Description
Friends go to the woods to celebrate the Pagan roots of modern culture. But their Nature-worshiping youthful exuberance soon comes under attack from an intolerant society. Now they must rise up and declare the return of the world’s oldest religion. It’s back!
Hayden is just another working stiff, trying to get through the day, when he falls into conversation with his colleague Nicholas one day. There in the break room of the busy business, Nicholas begins to relate the history of our culture’s calendar: beginning with the weekdays named after Nordic deities, and the months named after Mediterranean deities.
Intrigued by this lingering link from the paved present to the Pagan past, Hayden agrees to accompany Nicholas to a neo-Pagan gathering out in the woods to celebrate the Beltane holiday. There he meets a colorful cast of characters: including Phoenix, the group’s unofficial spokesperson and de facto leader; and Sage, with her flowy garments and her constant coterie of companions and admirers. Most importantly, he meets the elfin Melissa.
As the group sits around the bonfire until late at night, playing drums and dancing and reciting ancient esoteric lore, Hayden and Melissa quickly become enamored with one another. Later, back in town, what first began as a singular night at a festive party soon develops into a much longer-term relationship.
But their handfasting celebration is crashed and wrecked by violent self-righteous intolerant locals: locals who are convinced that their mainstream religious beliefs give them an excuse to harass and torment other people who have different beliefs.

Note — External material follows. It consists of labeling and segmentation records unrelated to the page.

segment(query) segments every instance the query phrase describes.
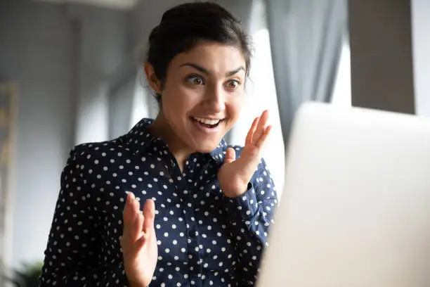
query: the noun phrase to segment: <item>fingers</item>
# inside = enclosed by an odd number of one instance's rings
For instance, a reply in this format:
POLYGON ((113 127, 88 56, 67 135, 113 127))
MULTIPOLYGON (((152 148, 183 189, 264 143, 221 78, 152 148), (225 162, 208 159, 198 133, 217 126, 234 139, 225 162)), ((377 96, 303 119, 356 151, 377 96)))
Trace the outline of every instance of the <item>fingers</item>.
POLYGON ((145 235, 150 234, 150 231, 154 229, 154 218, 155 217, 155 204, 151 199, 147 199, 143 206, 143 231, 145 235))
POLYGON ((257 124, 259 123, 259 120, 260 120, 260 117, 257 117, 254 119, 252 122, 252 125, 251 125, 251 128, 248 131, 248 134, 247 134, 247 138, 245 139, 245 145, 247 144, 252 144, 252 137, 254 133, 255 132, 255 129, 256 129, 257 124))
POLYGON ((266 128, 264 132, 263 133, 261 136, 260 136, 260 139, 259 139, 258 141, 255 144, 257 148, 261 148, 263 147, 264 143, 266 142, 266 140, 267 139, 269 134, 271 133, 271 130, 272 130, 272 126, 271 125, 268 126, 266 128))
POLYGON ((140 210, 140 203, 134 194, 129 192, 123 211, 123 236, 136 241, 141 236, 144 218, 140 210))
POLYGON ((224 157, 224 163, 233 162, 236 160, 236 152, 233 148, 227 148, 226 156, 224 157))
POLYGON ((268 122, 268 110, 266 110, 261 113, 261 116, 259 120, 256 129, 252 136, 252 143, 256 145, 261 136, 266 131, 267 123, 268 122))

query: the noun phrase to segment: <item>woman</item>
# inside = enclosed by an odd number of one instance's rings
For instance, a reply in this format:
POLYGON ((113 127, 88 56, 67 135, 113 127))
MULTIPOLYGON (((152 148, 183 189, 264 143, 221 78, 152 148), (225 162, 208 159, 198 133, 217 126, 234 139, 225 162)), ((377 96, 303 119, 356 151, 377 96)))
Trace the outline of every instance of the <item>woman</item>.
POLYGON ((145 64, 159 113, 71 152, 41 286, 254 285, 276 205, 260 156, 267 111, 244 148, 223 140, 239 117, 250 54, 217 4, 164 14, 145 64))

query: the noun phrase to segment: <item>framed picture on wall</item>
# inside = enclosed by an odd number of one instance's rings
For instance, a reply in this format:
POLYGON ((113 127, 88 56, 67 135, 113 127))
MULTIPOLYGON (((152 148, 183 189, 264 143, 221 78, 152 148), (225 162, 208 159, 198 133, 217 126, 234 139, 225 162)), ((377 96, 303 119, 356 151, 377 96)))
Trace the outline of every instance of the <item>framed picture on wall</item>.
MULTIPOLYGON (((0 82, 0 271, 4 273, 12 250, 11 172, 16 116, 17 86, 0 82)), ((5 286, 0 274, 0 286, 5 286)))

Now it’s up to the outcasts to stand up for themselves, and to demonstrate to the world that freedom for all means tolerance for others: and tolerance means allowing other people to believe what they want to believe and worship how they want to worship, even if their gods are different from your gods.
About the Book
This story is fictionalized, but it was inspired by multiple real-life incidents that occurred at the Anarchists’ Beltaine festival in Eastern Washington in 2005 and again in 2006, when intolerant locals showed up and harassed the peaceful Pagans, shooting guns into the air and in one case felling a tree across a road to prevent egress.

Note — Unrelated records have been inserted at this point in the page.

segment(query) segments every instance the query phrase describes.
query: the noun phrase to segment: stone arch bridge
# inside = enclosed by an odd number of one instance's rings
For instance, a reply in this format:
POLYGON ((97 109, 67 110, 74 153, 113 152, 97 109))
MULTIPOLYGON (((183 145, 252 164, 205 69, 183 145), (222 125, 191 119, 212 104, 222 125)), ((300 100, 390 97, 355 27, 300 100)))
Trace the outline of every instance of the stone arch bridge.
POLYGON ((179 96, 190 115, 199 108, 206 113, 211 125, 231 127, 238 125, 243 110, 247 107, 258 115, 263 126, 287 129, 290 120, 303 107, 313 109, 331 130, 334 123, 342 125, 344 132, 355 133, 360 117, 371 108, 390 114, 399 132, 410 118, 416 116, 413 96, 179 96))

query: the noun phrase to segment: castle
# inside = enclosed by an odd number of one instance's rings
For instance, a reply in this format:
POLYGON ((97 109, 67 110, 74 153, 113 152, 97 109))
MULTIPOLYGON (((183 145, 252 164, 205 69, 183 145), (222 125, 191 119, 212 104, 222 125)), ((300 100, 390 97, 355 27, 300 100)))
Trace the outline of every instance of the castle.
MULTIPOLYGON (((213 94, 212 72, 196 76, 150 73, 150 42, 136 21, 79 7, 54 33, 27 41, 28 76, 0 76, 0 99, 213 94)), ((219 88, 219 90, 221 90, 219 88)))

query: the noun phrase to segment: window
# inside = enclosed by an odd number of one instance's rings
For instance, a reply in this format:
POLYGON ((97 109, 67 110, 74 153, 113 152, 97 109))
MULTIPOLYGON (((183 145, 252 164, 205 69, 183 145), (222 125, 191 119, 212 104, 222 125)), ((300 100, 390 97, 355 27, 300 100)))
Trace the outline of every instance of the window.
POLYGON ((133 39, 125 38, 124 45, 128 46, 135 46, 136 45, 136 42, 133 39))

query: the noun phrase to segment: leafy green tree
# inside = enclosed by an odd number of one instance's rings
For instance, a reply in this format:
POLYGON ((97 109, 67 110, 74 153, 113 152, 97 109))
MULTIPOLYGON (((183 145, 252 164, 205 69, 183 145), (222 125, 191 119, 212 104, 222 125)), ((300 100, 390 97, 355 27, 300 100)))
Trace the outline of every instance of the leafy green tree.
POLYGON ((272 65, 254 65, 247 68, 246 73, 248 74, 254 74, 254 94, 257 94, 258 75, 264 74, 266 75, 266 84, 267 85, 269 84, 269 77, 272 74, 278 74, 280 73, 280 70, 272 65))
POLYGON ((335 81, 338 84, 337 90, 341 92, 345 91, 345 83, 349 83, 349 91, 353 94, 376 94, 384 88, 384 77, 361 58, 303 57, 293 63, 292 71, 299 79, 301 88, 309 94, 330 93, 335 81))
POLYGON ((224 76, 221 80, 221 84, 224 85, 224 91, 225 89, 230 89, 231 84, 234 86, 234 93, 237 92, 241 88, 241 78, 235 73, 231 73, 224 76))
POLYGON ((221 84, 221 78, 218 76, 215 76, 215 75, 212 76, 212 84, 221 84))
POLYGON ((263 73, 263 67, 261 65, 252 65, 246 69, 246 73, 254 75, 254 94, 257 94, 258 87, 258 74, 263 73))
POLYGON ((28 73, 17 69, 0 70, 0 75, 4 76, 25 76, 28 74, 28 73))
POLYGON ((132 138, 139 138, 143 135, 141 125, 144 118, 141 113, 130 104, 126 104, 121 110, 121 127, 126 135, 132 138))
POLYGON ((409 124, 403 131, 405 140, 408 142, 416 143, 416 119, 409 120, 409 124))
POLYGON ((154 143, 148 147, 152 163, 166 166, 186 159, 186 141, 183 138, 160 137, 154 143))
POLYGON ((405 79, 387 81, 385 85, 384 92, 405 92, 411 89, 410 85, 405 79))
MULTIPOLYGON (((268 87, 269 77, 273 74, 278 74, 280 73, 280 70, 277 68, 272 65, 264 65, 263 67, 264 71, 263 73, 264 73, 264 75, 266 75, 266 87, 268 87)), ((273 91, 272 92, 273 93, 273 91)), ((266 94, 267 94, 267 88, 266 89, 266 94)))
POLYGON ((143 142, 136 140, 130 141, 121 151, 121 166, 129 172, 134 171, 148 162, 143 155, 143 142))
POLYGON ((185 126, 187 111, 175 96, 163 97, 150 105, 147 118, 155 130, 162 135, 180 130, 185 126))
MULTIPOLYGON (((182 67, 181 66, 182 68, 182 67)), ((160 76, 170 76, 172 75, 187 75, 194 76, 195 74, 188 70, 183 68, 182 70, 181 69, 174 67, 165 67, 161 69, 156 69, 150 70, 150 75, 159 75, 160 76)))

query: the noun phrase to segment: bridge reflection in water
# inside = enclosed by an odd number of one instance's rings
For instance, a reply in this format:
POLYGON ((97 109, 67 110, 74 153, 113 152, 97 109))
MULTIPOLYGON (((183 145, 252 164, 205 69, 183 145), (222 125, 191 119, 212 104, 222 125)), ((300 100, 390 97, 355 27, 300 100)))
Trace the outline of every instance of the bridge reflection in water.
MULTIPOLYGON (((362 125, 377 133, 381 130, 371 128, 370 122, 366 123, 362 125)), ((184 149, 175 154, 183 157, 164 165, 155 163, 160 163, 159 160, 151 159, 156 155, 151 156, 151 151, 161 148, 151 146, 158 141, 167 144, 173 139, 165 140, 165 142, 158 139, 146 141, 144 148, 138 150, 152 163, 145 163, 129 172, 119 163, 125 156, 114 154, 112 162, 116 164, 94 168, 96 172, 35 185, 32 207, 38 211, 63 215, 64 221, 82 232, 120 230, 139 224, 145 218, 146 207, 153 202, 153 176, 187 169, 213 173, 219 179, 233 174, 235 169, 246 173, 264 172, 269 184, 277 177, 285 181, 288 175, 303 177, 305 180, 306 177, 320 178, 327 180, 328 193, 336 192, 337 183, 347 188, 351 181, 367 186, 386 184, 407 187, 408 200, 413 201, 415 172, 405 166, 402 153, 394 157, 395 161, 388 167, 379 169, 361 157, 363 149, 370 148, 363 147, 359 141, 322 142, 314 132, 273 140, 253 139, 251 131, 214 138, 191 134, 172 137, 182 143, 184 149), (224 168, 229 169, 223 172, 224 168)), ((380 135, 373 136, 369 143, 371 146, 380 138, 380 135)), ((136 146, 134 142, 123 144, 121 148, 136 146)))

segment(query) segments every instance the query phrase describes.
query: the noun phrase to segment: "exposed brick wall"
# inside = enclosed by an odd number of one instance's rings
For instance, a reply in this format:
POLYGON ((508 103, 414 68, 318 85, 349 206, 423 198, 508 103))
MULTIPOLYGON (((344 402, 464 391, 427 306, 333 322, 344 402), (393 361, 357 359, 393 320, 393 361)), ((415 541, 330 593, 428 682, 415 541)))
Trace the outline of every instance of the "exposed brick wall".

Smith had previously attended that festival in 2004: so he was deeply moved when his friends told him about their experiences of these disturbing events. Eventually these themes and undercurrents all merged in Smith’s creative work, and this book is the result.

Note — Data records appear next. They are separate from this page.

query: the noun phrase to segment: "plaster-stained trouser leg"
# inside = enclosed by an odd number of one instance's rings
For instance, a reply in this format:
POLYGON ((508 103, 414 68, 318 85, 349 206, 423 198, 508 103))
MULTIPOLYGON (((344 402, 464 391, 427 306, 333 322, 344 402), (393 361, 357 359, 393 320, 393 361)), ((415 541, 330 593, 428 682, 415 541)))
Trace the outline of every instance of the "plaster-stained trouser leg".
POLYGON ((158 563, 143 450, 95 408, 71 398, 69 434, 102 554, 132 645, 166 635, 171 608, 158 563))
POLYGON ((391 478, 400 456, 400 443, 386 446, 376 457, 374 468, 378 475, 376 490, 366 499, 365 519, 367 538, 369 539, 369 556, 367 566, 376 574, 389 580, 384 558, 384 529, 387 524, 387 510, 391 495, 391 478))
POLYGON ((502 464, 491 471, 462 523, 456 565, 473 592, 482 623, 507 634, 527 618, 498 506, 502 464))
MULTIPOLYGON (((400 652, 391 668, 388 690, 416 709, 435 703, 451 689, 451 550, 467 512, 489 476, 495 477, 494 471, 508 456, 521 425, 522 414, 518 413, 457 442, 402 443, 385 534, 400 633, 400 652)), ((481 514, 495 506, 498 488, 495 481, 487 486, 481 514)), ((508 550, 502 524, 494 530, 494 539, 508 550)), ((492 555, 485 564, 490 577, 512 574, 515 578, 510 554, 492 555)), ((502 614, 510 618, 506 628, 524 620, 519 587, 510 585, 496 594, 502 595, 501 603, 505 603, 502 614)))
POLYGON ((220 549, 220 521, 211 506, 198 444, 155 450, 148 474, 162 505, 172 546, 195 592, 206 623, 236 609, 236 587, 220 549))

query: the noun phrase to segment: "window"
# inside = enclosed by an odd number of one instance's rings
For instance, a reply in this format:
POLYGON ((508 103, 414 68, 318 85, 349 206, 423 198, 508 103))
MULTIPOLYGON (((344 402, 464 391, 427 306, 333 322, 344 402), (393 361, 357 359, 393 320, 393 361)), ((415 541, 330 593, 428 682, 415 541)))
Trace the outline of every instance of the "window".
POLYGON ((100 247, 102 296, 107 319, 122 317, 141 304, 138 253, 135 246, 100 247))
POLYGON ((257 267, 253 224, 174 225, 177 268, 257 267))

Rise of the Pagans was first released in 2014 with a black book cover. In 2016, Smith published a revised Second Edition with a green cover and a number of minor textual improvements. Presently, the version of Rise of the Pagans available here is the Third Edition, which also includes a number of perhaps rather abstract revisions to the discussion of calendars in the Appendix.
About the Author
Jesse S. Smith is a Nature-loving Pacific Northwesterner; a writer, musician, and multimedia creator.